Office

Terminal session streaming: minimal message shape that stays correct

A durable terminal stream is small and explicit: Input(text), Output(bytes), Resize(cols, rows). Treat output as a byte stream and keep limits strict.

Published: 2026-01-02 · Last updated: 2026-01-04

Direct answer

A minimal terminal streaming protocol is: Input(text) from client to server, Output(bytes) from server to client, and Resize(cols, rows) from client to server. Output must be treated as raw bytes (not “lines”), resize must be explicit, and the server must bound message sizes and enforce session identity.

Mechanism (why “minimal” is safer and more durable)

1) Terminals are byte streams, not text boxes

A terminal produces bytes that include:

  • printable characters
  • ANSI escape codes
  • cursor movement
  • screen clearing
  • partial UTF-8 sequences (depending on timing)

If you “helpfully” split on newlines or assume JSON strings are safe for output, you will eventually corrupt the display.

Rule: send output as bytes; let the terminal emulator render it.

2) Input is not symmetrical with output

User input is typically UTF-8 text (key presses, paste, shortcuts). Output is a byte stream.

A practical split is:

  • client -> server: Input(String) (UTF-8)
  • server -> client: Output(Vec<u8>) (bytes)

If you need special keys (arrows, ctrl), the client can encode them into the input stream the same way it would for a local terminal.

3) Resize must be a first-class message

On desktop you can ignore resizing for a while.
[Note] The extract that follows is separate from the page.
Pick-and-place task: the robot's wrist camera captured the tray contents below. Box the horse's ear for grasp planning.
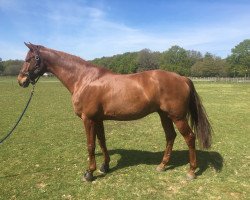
[24,42,33,51]
[24,42,37,52]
On mobile you cannot.

The terminal needs the current dimensions:

  • columns (character cells)
  • rows

Without explicit resize, full-screen programs (curses, editors, pagers) break quickly.

4) Session identity is part of the protocol even if it isn’t a field

You can model session identity in the URL path rather than inside each message, but it is still a protocol contract:

  • the server interprets a connection as “attach to this session”
  • the server refuses attach if the session is unauthorized/expired

A minimal message shape (illustrative)

This is the concept, not a library commitment:

Client -> Server:
  Input("ls -la\n")
  Resize(104, 28)

Server -> Client:
  Output(<bytes>)

Implementation choices you can make without changing the shape:

  • binary frames vs JSON frames
  • message batching (multiple Output chunks per frame)
  • compression off by default (term output compresses poorly and increases latency variability)

Common failure modes

Failure mode: “Output is sent as UTF-8 strings”
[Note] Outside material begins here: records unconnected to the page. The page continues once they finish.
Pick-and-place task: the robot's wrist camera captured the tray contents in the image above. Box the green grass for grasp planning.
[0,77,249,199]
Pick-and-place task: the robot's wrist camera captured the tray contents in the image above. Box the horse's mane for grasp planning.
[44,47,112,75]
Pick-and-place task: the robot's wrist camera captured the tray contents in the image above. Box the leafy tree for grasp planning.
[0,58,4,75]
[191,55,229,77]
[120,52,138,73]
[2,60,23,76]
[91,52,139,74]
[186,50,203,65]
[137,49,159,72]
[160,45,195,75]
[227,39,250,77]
Symptom: random rendering corruption, broken cursor state, garbled colors.

Root cause: output bytes are not guaranteed to be valid UTF-8 sequences at chunk boundaries.

Fix: send bytes; keep chunk boundaries arbitrary.

Failure mode: “Resize is inferred, not explicit”

Symptom: layout breaks after rotation or address bar changes.

Root cause: server never learns real cols/rows; it guesses.

Fix: client measures viewport; client sends Resize; server applies to the session.

Failure mode: “Message sizes are unbounded”

Symptom: memory spikes or stuck connections on paste or on very verbose output.

Root cause: server accepts arbitrarily large Input; client tries to render huge frames.

Fix: enforce max message size; chunk output; truncate past a safe threshold.

Failure mode: “Multiple clients attach and interleave input”

Symptom: keystrokes collide; output becomes confusing.

Root cause: no policy for multi-attach.

Fix: enforce single-attached client, or implement controlled handoff (new attach closes old).

How to verify

  1. Byte correctness

    • Run commands that emit ANSI sequences (colors, progress bars).
    • Expected: no corruption after reconnects.
  2. Full-screen apps

    • Run a curses UI and rotate.
    • Expected: redraw behaves correctly; no broken wraps.
  3. Large paste

    • Paste a long command or file fragment.
    • Expected: server enforces limits; UI stays responsive.

Scope boundary

This note describes protocol shape and failure modes. It does not prescribe a production exposure model. Any public-facing terminal requires auth, rate limiting, and strict process/filesystem containment.